Insight: Spain delays implementation of a WLTP-based tax system until 2021

25 September 2018

Spain has postponed the implementation of a revised tax regime based on WLTP emission figures until 2021, ending speculation that a new tax regime could be introduced as early as January 2019.

Registration taxes in Spain are currently structured by CO2 emissions bands of ≤120g/km, >120-<160g/km, ≥160-<200g/km and ≥200g/km. Some model variants have already moved into a higher tax band as a result of the new NEDC-correlated emissions figures but a significantly higher number of cars would be affected if Spain simply adopted WLTP emissions figures to calculate the tax rate. For example, a car which has CO2 emissions equal to or less than 120g currently pays no tax. However, most cars with 120g CO2/km or less under NEDC testing are showing figures in excess of 120g CO2/km under WLTP testing. Simply switching to a WLTP-based regime, the cars with less than 120g CO2/km that are currently not subjected to tax would be taxed at a rate of 4.75% of their price. Cars that move from the >120-<160g/km band to the ≥160-<200g/km band or from the ≥160-<200g/km to the ≥200g/km band would be subject to an additional 5% of their price in registration taxes.

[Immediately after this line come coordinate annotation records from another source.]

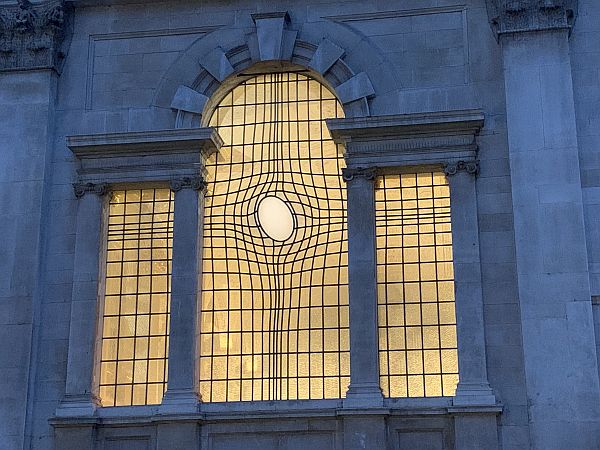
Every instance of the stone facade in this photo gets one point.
(503, 94)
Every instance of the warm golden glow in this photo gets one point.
(135, 326)
(274, 321)
(275, 218)
(417, 324)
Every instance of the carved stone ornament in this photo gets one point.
(90, 188)
(349, 174)
(517, 16)
(31, 35)
(470, 167)
(195, 183)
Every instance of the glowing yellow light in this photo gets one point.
(275, 218)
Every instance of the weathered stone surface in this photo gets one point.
(31, 35)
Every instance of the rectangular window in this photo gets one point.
(135, 325)
(415, 278)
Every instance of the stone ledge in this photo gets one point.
(145, 142)
(143, 156)
(435, 138)
(223, 412)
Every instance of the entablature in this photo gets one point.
(384, 142)
(143, 156)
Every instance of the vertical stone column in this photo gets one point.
(364, 390)
(473, 387)
(182, 386)
(554, 293)
(474, 405)
(81, 385)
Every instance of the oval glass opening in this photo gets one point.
(275, 218)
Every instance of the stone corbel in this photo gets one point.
(32, 35)
(518, 16)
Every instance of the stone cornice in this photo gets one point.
(158, 156)
(32, 35)
(436, 138)
(351, 173)
(519, 16)
(146, 143)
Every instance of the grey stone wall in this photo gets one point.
(26, 129)
(424, 56)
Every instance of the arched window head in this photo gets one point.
(274, 321)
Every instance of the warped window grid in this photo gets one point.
(416, 311)
(274, 322)
(135, 327)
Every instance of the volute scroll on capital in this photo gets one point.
(469, 167)
(100, 189)
(196, 183)
(349, 174)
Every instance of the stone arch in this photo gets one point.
(217, 60)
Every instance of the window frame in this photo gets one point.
(381, 144)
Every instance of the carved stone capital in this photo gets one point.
(195, 183)
(31, 35)
(349, 174)
(519, 16)
(470, 167)
(81, 189)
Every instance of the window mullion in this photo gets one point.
(182, 387)
(364, 390)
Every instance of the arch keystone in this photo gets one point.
(271, 34)
(356, 88)
(188, 100)
(325, 56)
(217, 64)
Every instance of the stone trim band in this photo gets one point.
(349, 174)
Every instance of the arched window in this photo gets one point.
(274, 320)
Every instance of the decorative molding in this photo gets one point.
(270, 30)
(409, 139)
(81, 189)
(249, 53)
(196, 183)
(143, 156)
(145, 142)
(217, 64)
(520, 16)
(470, 167)
(349, 174)
(31, 35)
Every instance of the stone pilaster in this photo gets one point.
(182, 387)
(474, 404)
(473, 387)
(552, 266)
(81, 385)
(32, 35)
(364, 390)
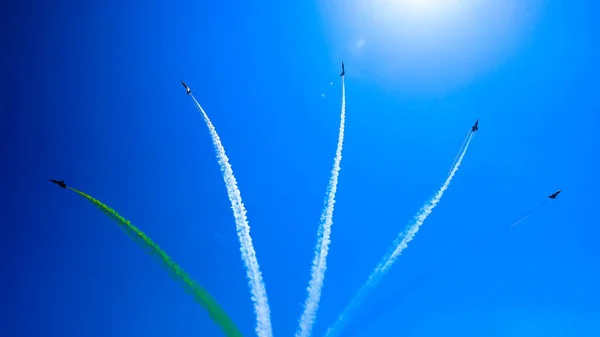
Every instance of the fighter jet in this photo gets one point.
(186, 87)
(553, 195)
(475, 127)
(60, 183)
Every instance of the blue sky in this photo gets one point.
(91, 94)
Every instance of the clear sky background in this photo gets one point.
(91, 94)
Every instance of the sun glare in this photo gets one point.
(430, 43)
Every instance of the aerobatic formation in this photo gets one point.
(319, 265)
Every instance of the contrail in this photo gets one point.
(200, 294)
(319, 265)
(460, 151)
(400, 244)
(257, 286)
(530, 212)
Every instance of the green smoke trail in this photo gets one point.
(200, 294)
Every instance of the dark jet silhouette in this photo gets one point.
(553, 196)
(475, 127)
(60, 183)
(186, 87)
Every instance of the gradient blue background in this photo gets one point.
(91, 94)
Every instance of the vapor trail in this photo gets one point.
(200, 294)
(400, 244)
(257, 286)
(319, 266)
(530, 212)
(459, 151)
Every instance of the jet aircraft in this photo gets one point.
(475, 127)
(553, 195)
(186, 87)
(60, 183)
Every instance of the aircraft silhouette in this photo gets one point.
(186, 87)
(60, 183)
(475, 127)
(553, 195)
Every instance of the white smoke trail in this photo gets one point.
(400, 244)
(319, 265)
(257, 287)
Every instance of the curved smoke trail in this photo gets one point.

Introducing a WLTP-based tax system that would neutralise this impact on numerous cars will be a challenge and so Spain has delayed the roll-out of a revised tax regime until 2021. In the meantime, the Ministry of Industry, Commerce and Tourism has approved the usage of NEDC-correlated values until 31 December 2020 in order to reduce the impact on the sector. In a recent press release, the Ministry of Industry, Commerce and Tourism stated that it will allow the use of the correlated value up to that date to give a homogeneous treatment to the taxation of vehicles and to mitigate the direct impact on the demand of automobiles of WLTP.’

The release further states that ‘with the application of the correlated index, the fiscal impact of the change of procedure is graded and the renewal of the mobile fleet is promoted.  At the same time, it facilitates the orderly transition to more sustainable mobility and taxation.’

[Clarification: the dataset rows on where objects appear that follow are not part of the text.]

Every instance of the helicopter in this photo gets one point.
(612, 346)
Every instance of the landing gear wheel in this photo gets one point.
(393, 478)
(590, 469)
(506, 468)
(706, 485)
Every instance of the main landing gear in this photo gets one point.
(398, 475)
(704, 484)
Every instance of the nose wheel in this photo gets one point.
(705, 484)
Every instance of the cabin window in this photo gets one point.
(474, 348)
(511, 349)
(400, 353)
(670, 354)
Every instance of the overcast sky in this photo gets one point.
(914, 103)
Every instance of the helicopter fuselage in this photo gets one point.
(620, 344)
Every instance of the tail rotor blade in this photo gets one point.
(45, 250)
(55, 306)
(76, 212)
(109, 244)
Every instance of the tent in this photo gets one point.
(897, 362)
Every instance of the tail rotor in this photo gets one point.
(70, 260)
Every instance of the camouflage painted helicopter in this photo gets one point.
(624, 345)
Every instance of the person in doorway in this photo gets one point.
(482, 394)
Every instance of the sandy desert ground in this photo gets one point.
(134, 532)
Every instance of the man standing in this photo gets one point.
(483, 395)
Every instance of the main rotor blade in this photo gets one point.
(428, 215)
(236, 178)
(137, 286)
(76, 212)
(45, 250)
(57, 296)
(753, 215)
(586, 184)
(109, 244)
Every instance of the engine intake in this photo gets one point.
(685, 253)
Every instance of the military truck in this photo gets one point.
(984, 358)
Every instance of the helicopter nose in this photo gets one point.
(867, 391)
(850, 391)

Only Finland and Germany have confirmed that, from 1 September, taxes on new cars are calculated using WLTP emissions figures. The additional tax liability is minimal in Germany as only €2 is payable for each g/km of CO2 over 95g/km. For example, if a car emits 20g/km more CO2 under WLTP testing than under NEDC, it will only be subject to an extra €40 in registration tax. Finland has introduced a revised tax table to calculate the registration tax of WLTP approved cars from 1 September as registration taxes can add up to 50% to the cost of a new vehicle. CO2 emissions are used to determine the percentage of the list price (including 24% VAT) that is payable as the registration tax, and so the simple implementation of WLTP figures would have added thousands of Euros to the price of some model variants.

Details on the changes to the tax regime in Finland and its impact will be published in a separate article in the coming weeks.